Not really, because I only had episode one when it all started and we took the gig, so the battle sequences as they were described were only described, but I didn’t really know that we were in that kind of green screen CGI, 300 world. I didn’t really know that until we started seeing rushes of stuff. When we were filming it there was a sense of how it might look but once they started adding the effects, the visuals on to it, you not only realised that it was a cracking script, but the look of it was like nothing that’s been done in television. It sure wasn’t I Claudius, you know!
Has it been a lot of fun? You get to swear a lot more in this than anything else you’ve done!

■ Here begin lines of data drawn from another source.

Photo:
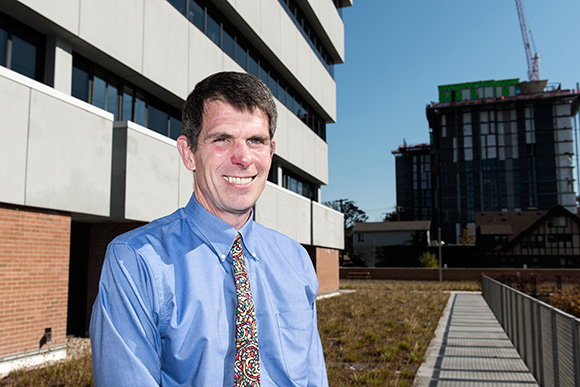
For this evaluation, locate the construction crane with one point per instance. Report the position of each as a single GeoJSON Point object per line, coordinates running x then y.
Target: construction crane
{"type": "Point", "coordinates": [533, 60]}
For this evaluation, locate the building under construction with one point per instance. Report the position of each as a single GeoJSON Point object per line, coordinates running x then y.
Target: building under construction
{"type": "Point", "coordinates": [495, 146]}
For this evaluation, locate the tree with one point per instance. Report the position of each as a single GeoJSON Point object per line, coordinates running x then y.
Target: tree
{"type": "Point", "coordinates": [467, 237]}
{"type": "Point", "coordinates": [398, 215]}
{"type": "Point", "coordinates": [352, 214]}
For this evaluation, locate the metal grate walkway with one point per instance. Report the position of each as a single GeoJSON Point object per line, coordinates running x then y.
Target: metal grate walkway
{"type": "Point", "coordinates": [470, 348]}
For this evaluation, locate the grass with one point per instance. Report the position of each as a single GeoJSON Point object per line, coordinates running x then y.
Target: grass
{"type": "Point", "coordinates": [376, 335]}
{"type": "Point", "coordinates": [379, 334]}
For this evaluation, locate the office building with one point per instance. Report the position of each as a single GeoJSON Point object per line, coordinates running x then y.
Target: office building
{"type": "Point", "coordinates": [495, 146]}
{"type": "Point", "coordinates": [90, 99]}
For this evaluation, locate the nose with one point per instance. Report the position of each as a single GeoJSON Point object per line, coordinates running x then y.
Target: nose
{"type": "Point", "coordinates": [241, 155]}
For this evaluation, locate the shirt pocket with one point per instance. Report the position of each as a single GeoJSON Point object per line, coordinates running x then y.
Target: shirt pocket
{"type": "Point", "coordinates": [295, 338]}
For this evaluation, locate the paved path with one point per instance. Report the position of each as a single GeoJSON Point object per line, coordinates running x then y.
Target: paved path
{"type": "Point", "coordinates": [471, 349]}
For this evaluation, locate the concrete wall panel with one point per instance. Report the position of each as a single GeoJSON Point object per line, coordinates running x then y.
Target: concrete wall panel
{"type": "Point", "coordinates": [65, 13]}
{"type": "Point", "coordinates": [14, 103]}
{"type": "Point", "coordinates": [205, 58]}
{"type": "Point", "coordinates": [328, 227]}
{"type": "Point", "coordinates": [115, 27]}
{"type": "Point", "coordinates": [285, 212]}
{"type": "Point", "coordinates": [330, 20]}
{"type": "Point", "coordinates": [69, 155]}
{"type": "Point", "coordinates": [270, 25]}
{"type": "Point", "coordinates": [152, 178]}
{"type": "Point", "coordinates": [299, 145]}
{"type": "Point", "coordinates": [165, 52]}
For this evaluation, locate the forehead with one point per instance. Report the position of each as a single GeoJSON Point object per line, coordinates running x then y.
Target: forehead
{"type": "Point", "coordinates": [221, 114]}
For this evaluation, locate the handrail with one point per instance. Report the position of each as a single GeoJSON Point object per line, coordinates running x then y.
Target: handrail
{"type": "Point", "coordinates": [546, 338]}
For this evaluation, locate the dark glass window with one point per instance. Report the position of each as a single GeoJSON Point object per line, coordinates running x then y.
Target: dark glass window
{"type": "Point", "coordinates": [264, 75]}
{"type": "Point", "coordinates": [298, 185]}
{"type": "Point", "coordinates": [99, 92]}
{"type": "Point", "coordinates": [157, 120]}
{"type": "Point", "coordinates": [196, 14]}
{"type": "Point", "coordinates": [218, 28]}
{"type": "Point", "coordinates": [21, 48]}
{"type": "Point", "coordinates": [3, 46]}
{"type": "Point", "coordinates": [241, 55]}
{"type": "Point", "coordinates": [80, 81]}
{"type": "Point", "coordinates": [213, 29]}
{"type": "Point", "coordinates": [127, 105]}
{"type": "Point", "coordinates": [253, 66]}
{"type": "Point", "coordinates": [228, 43]}
{"type": "Point", "coordinates": [23, 57]}
{"type": "Point", "coordinates": [140, 110]}
{"type": "Point", "coordinates": [174, 127]}
{"type": "Point", "coordinates": [112, 97]}
{"type": "Point", "coordinates": [100, 87]}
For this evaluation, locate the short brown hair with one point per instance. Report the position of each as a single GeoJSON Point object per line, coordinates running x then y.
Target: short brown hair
{"type": "Point", "coordinates": [243, 91]}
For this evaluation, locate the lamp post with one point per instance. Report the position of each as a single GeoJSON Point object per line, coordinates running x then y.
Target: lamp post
{"type": "Point", "coordinates": [440, 256]}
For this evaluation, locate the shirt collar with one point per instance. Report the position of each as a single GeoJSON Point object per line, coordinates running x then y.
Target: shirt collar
{"type": "Point", "coordinates": [218, 234]}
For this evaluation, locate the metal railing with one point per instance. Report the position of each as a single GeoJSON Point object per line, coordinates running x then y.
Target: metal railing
{"type": "Point", "coordinates": [546, 338]}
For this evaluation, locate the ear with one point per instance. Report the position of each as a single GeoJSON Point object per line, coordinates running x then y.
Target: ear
{"type": "Point", "coordinates": [186, 153]}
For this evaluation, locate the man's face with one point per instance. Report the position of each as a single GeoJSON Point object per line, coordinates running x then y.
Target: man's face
{"type": "Point", "coordinates": [232, 160]}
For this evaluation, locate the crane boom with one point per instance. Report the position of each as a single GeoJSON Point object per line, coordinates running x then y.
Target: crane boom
{"type": "Point", "coordinates": [532, 60]}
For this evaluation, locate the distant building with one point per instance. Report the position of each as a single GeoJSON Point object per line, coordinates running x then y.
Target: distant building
{"type": "Point", "coordinates": [90, 101]}
{"type": "Point", "coordinates": [495, 146]}
{"type": "Point", "coordinates": [415, 192]}
{"type": "Point", "coordinates": [367, 237]}
{"type": "Point", "coordinates": [548, 239]}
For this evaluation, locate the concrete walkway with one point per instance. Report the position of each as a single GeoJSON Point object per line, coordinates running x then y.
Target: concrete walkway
{"type": "Point", "coordinates": [471, 349]}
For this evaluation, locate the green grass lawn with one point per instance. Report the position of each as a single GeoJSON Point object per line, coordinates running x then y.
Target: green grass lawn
{"type": "Point", "coordinates": [376, 335]}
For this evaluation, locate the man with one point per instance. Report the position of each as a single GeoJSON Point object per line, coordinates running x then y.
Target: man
{"type": "Point", "coordinates": [167, 312]}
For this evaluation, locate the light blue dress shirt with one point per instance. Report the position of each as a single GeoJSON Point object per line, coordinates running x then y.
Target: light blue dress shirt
{"type": "Point", "coordinates": [165, 312]}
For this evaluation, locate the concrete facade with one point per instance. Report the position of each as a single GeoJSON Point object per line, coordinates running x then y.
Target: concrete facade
{"type": "Point", "coordinates": [99, 162]}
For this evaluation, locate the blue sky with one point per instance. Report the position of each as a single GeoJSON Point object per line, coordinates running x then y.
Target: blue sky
{"type": "Point", "coordinates": [398, 52]}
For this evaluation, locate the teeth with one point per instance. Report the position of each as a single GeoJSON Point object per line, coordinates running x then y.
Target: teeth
{"type": "Point", "coordinates": [238, 180]}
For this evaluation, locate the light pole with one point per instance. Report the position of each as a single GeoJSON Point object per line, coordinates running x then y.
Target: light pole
{"type": "Point", "coordinates": [440, 256]}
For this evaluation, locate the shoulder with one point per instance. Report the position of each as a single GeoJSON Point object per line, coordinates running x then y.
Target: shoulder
{"type": "Point", "coordinates": [157, 229]}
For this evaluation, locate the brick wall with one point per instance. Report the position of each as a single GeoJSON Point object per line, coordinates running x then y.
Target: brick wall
{"type": "Point", "coordinates": [34, 261]}
{"type": "Point", "coordinates": [325, 263]}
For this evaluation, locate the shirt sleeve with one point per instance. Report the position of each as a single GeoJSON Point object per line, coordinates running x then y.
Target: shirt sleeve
{"type": "Point", "coordinates": [125, 339]}
{"type": "Point", "coordinates": [317, 374]}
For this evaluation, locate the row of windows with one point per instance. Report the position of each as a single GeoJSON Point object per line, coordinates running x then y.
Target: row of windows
{"type": "Point", "coordinates": [207, 18]}
{"type": "Point", "coordinates": [555, 240]}
{"type": "Point", "coordinates": [105, 90]}
{"type": "Point", "coordinates": [21, 48]}
{"type": "Point", "coordinates": [299, 19]}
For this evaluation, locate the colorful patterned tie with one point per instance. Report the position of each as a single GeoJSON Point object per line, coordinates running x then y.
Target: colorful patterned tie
{"type": "Point", "coordinates": [246, 366]}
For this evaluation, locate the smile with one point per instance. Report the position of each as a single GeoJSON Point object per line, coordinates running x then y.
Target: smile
{"type": "Point", "coordinates": [238, 180]}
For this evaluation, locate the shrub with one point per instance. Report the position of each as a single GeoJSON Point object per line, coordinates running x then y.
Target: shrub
{"type": "Point", "coordinates": [428, 259]}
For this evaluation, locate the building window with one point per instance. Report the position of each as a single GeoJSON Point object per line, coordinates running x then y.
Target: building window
{"type": "Point", "coordinates": [500, 239]}
{"type": "Point", "coordinates": [297, 184]}
{"type": "Point", "coordinates": [205, 16]}
{"type": "Point", "coordinates": [297, 16]}
{"type": "Point", "coordinates": [21, 48]}
{"type": "Point", "coordinates": [537, 241]}
{"type": "Point", "coordinates": [99, 87]}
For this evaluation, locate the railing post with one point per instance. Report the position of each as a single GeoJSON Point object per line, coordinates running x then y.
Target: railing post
{"type": "Point", "coordinates": [555, 348]}
{"type": "Point", "coordinates": [576, 354]}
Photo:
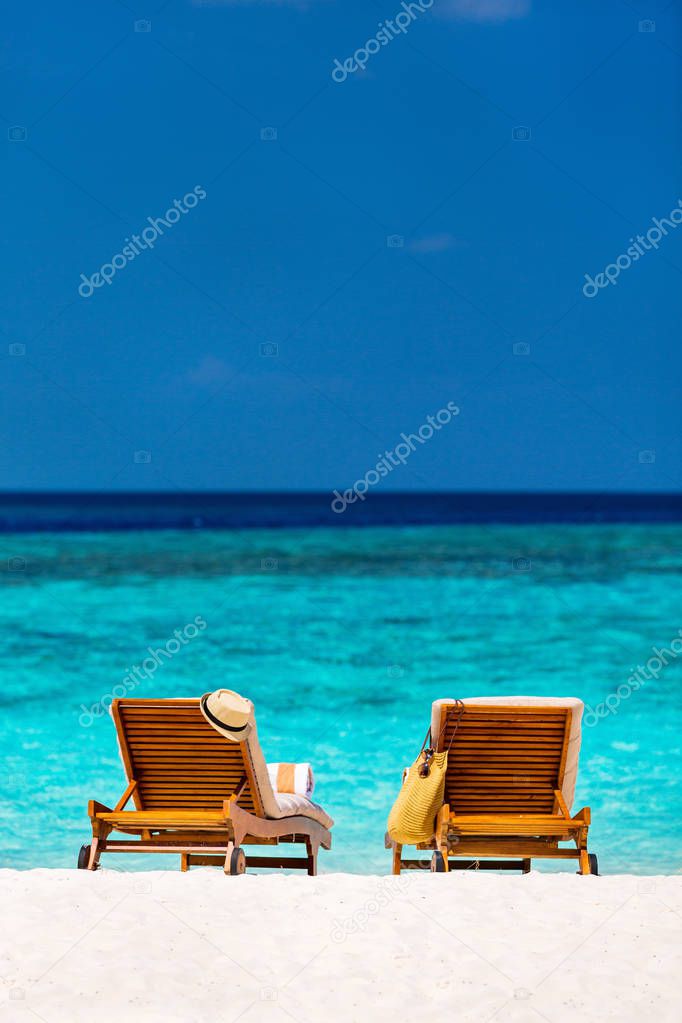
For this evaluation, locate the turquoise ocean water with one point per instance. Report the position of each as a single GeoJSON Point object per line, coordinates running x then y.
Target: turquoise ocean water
{"type": "Point", "coordinates": [343, 638]}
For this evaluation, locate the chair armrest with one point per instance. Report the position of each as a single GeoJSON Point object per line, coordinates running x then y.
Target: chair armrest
{"type": "Point", "coordinates": [94, 808]}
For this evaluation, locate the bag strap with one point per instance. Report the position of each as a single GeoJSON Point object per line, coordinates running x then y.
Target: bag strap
{"type": "Point", "coordinates": [430, 752]}
{"type": "Point", "coordinates": [459, 708]}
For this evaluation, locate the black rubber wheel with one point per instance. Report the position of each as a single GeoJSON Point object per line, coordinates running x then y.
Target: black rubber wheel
{"type": "Point", "coordinates": [237, 861]}
{"type": "Point", "coordinates": [438, 863]}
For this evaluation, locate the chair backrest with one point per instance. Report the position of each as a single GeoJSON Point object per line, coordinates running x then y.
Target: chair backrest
{"type": "Point", "coordinates": [178, 760]}
{"type": "Point", "coordinates": [504, 759]}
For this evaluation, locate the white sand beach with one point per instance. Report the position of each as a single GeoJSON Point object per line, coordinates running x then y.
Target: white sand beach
{"type": "Point", "coordinates": [167, 947]}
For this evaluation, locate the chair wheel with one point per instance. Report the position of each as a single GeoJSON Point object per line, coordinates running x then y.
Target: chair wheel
{"type": "Point", "coordinates": [237, 862]}
{"type": "Point", "coordinates": [438, 863]}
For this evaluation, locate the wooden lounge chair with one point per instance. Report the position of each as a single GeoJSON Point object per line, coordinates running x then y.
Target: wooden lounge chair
{"type": "Point", "coordinates": [509, 786]}
{"type": "Point", "coordinates": [198, 794]}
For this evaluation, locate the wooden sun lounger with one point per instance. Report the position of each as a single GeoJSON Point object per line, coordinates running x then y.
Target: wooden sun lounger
{"type": "Point", "coordinates": [193, 792]}
{"type": "Point", "coordinates": [503, 792]}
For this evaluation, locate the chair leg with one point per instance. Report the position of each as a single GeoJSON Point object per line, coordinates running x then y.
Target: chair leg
{"type": "Point", "coordinates": [312, 847]}
{"type": "Point", "coordinates": [583, 857]}
{"type": "Point", "coordinates": [95, 852]}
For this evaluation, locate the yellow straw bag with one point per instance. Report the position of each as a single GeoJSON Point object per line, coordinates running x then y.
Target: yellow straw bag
{"type": "Point", "coordinates": [411, 818]}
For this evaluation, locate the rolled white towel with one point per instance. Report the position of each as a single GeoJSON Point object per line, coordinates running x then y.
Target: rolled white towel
{"type": "Point", "coordinates": [296, 779]}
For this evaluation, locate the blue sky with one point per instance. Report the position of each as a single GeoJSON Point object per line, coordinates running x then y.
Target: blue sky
{"type": "Point", "coordinates": [390, 251]}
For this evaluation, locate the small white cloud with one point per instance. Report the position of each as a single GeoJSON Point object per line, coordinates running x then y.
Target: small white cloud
{"type": "Point", "coordinates": [484, 10]}
{"type": "Point", "coordinates": [434, 243]}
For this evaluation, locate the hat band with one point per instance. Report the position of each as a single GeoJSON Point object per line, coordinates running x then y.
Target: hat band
{"type": "Point", "coordinates": [222, 724]}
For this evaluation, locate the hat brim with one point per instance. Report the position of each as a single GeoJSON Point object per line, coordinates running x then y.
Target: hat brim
{"type": "Point", "coordinates": [238, 732]}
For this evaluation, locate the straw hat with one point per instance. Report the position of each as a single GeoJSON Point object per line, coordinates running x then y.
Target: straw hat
{"type": "Point", "coordinates": [228, 713]}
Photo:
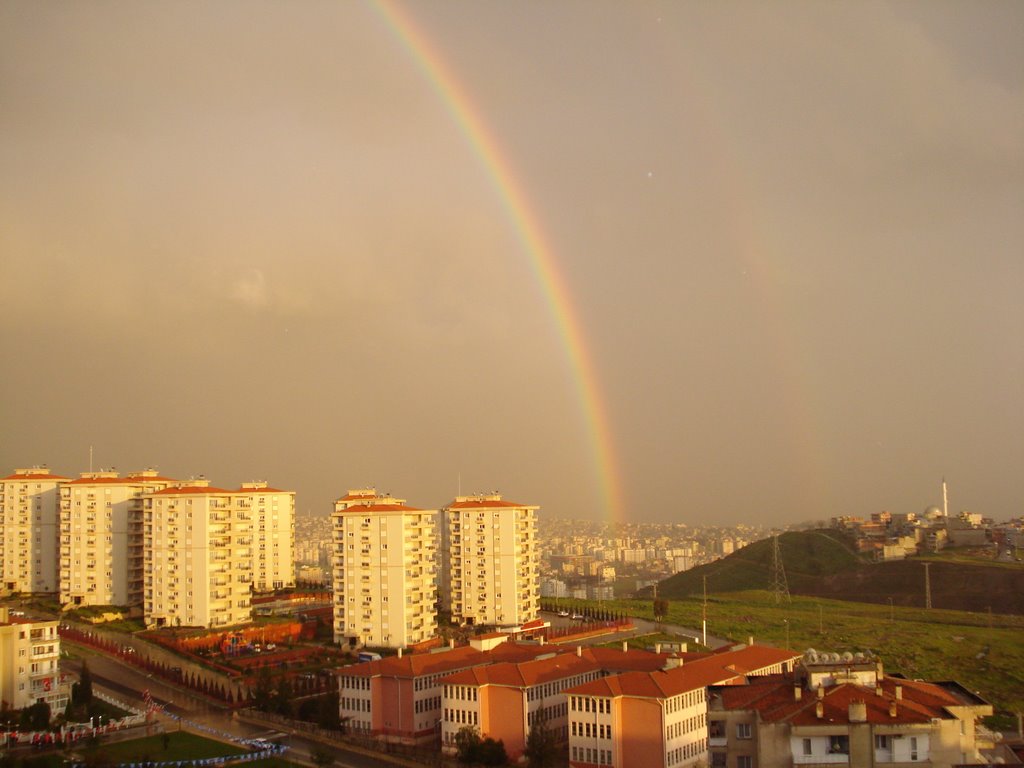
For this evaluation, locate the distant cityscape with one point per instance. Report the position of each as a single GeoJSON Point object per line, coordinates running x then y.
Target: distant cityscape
{"type": "Point", "coordinates": [186, 555]}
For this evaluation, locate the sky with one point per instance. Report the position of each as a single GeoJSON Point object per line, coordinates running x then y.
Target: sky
{"type": "Point", "coordinates": [682, 262]}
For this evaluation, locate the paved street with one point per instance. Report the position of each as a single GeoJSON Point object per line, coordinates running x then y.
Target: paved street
{"type": "Point", "coordinates": [128, 684]}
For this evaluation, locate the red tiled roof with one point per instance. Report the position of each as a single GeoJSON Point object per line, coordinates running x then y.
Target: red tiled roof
{"type": "Point", "coordinates": [524, 674]}
{"type": "Point", "coordinates": [416, 665]}
{"type": "Point", "coordinates": [190, 489]}
{"type": "Point", "coordinates": [360, 508]}
{"type": "Point", "coordinates": [486, 505]}
{"type": "Point", "coordinates": [127, 480]}
{"type": "Point", "coordinates": [35, 476]}
{"type": "Point", "coordinates": [775, 700]}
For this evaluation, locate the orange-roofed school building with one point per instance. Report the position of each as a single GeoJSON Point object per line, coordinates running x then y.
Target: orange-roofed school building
{"type": "Point", "coordinates": [503, 700]}
{"type": "Point", "coordinates": [844, 710]}
{"type": "Point", "coordinates": [399, 698]}
{"type": "Point", "coordinates": [657, 719]}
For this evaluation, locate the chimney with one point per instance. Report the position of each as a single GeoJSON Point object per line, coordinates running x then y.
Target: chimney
{"type": "Point", "coordinates": [857, 711]}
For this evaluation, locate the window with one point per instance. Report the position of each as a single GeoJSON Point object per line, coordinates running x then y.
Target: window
{"type": "Point", "coordinates": [839, 744]}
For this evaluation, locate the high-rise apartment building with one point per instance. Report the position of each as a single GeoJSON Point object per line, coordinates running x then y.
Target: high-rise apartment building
{"type": "Point", "coordinates": [272, 514]}
{"type": "Point", "coordinates": [384, 566]}
{"type": "Point", "coordinates": [101, 545]}
{"type": "Point", "coordinates": [30, 509]}
{"type": "Point", "coordinates": [202, 551]}
{"type": "Point", "coordinates": [492, 562]}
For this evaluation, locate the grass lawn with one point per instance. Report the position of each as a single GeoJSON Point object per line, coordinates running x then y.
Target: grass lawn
{"type": "Point", "coordinates": [180, 745]}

It was great to have that kind of freedom to speak like an adult, you know? When you’re dealing with life and death – which you were there, people were dying, people were slaves, being sent to death by me – it was nice to not have to say ‘oh heck’ and things like that. There was a point where myself and the director discussed having to cut back on some of the swearing because we felt that it was being slightly over-used. And because it was being over-used it was therefore being undermined a little bit, you know when you hear it all the time it sort of loses its impact, so we started pruning it a bit – believe it or not!
Have you found the controversy around the show a little odd? Given that it is about gladiators, and that no matter what way you did it, it wasn’t going to end up being tame.
Not odd, you’re always gonna get knee-jerk reactions from the Mary Whitethouse brigade or whoever, that hadn’t seen the show. The bottom line is, we live in a world now that those acceptable boundaries whether it’s in movies, TV, music, literature are constantly being pushed. What we’ve done with this show is simply follow the trend within the graphic novels – followed that style – and through technology been able to put it on screen. It’s not like it’s on at 5 o’clock every day of the week and if children are watching it then they shouldn’t be, and if the parents are letting them then they shouldn’t be. It’s on at night – or in this case it’s a DVD – children shouldn’t be going out and buying it and watching it. That’s down to the parents – you’ve got to have some responsibility. You can’t have some society that tells everybody what they’re allowed to watch, it’s not the ‘50s or the ‘40s. It’s not the Middle Ages.
There’s a lot of green screen used in Spartacus – had you done a lot of that before?
A bit, yeah, with The Mummy and stuff. Ultimately, theatre’s a big pretend – you’re pretending the audience aren’t really there, you’re pretending you’re hitting a mark that hasn’t been pre-lit, you’re kind of pretending that life goes on backstage, but it doesn’t. It’s the same process; you just do it all in one night with theatre so it has from an audience and an actor’s point of view it has a different kind of impact and qualities. But it’s still the same, we’re all just pretending.
What’s it like when you see the finished product afterwards?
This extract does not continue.